MAGGIE KOERTH-BAKER: Right. There’s a French psychologist named Nicolas Guegeun, who made a name for himself publishing research that seemed to shore up some of these modern Western gender norms as innate fact. Things like women are sexier when they wear high heels and men are more likely to help a woman with feminine flowing hair.

But there are a number of things going on here. First, Guegeun publishes a ton of papers every year. He’s had eight come out in 2017 alone. And you know these aren’t theoretical papers, either. They involve a lot of real-world experimentation and collaborators. But the collaborators are almost never mentioned or credited.

And these researchers, James Heathers and Nick Brown, they also found some peculiarities in Guegeun’s data sets. Things like these tidy round averages that it’s unlikely anyone could possibly reach given the number of participants you had to divide the averages by. Or effect sizes that were larger and more significant than anything you’d usually expect to see in social psychology.

So there’s some big problems. And over the last couple of years of making inquiries about this, Guegeun has really failed to respond to most of the questions this pair has asked him about, so now they are making these findings public online in blog posts.

IRA FLATOW: Well, so maybe we’ll get a little bit of pressure for him to respond.

MAGGIE KOERTH-BAKER: Yeah, I mean it sounds like it’s going to be– it made me think a lot of like the arsenic life controversy from several years ago where instead of addressing critiques of a paper through the slow peer-review process, people went straight to the internet, and retractions happened pretty quickly after that.

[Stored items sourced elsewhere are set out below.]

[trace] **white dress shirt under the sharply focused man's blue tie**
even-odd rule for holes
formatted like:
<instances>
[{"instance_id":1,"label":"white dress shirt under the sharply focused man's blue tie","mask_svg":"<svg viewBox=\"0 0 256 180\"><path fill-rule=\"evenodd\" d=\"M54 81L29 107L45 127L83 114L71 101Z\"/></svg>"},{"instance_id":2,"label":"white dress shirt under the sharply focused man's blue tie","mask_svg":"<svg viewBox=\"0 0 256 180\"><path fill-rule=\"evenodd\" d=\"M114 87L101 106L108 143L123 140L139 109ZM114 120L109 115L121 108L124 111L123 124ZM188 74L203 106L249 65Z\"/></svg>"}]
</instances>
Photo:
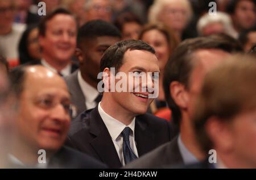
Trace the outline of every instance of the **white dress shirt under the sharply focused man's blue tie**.
<instances>
[{"instance_id":1,"label":"white dress shirt under the sharply focused man's blue tie","mask_svg":"<svg viewBox=\"0 0 256 180\"><path fill-rule=\"evenodd\" d=\"M106 125L106 128L108 128L109 134L112 137L112 141L114 143L115 149L117 150L117 154L119 156L119 160L121 161L122 165L125 165L125 160L123 158L123 137L121 136L121 132L125 127L131 128L130 132L130 145L131 149L133 149L134 154L138 156L138 151L135 143L134 138L134 128L135 128L135 118L129 125L125 125L121 122L119 122L117 119L112 118L112 116L106 114L106 112L102 109L101 103L98 104L98 112L100 113L100 116L103 120L103 122Z\"/></svg>"}]
</instances>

IRA FLATOW: Yeah. Finally, there is a newly found relative of the velociraptor, but it’s a dino duck they’re calling?

MAGGIE KOERTH-BAKER: So it looks sort of like a swan with flippers for hands, and crocodile teeth, and velociraptor claws.

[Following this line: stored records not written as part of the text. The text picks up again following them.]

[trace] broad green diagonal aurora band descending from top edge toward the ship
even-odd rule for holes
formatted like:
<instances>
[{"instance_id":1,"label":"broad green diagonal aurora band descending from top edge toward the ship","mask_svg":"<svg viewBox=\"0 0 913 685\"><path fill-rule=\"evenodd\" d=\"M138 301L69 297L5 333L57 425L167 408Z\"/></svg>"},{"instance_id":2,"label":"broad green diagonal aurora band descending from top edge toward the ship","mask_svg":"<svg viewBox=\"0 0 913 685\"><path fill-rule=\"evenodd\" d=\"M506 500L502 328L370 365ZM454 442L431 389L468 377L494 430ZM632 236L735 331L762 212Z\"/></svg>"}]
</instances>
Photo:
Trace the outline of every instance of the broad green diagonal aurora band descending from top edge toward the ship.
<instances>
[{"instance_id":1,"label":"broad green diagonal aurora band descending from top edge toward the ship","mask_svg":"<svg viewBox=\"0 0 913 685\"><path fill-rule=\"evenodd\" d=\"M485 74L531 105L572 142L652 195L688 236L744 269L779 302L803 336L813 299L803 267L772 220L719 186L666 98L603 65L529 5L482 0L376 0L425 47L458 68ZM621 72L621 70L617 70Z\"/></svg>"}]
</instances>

IRA FLATOW: Made by committee, obviously.

MAGGIE KOERTH-BAKER: Yeah, you know it is so weird looking that when this first turned up in a private collection in 2015, a lot of researchers thought it was a fake. But they’ve put it through some scanning tests with a particle accelerator, and it looks like this rapto duck swan quack penguin is the real deal.

IRA FLATOW: Wow.

MAGGIE KOERTH-BAKER: It might even be the first aquatic dinosaur ever found. Things like plesiosaurs that we’re used to thinking about as dinosaurs, those aren’t actually dinosaurs, they’re reptiles. So this could be our aquatic dinosaur. You know I was just thinking that it’s kind of–

IRA FLATOW: The link.

MAGGIE KOERTH-BAKER: The link, yeah. You know it’s a reminder evolution doesn’t always make you handsome, but it just might make you handy.

IRA FLATOW: That’s why I have a face for radio. Thank you, Maggie Maggie Koerth-Baker is senior science writer at 538.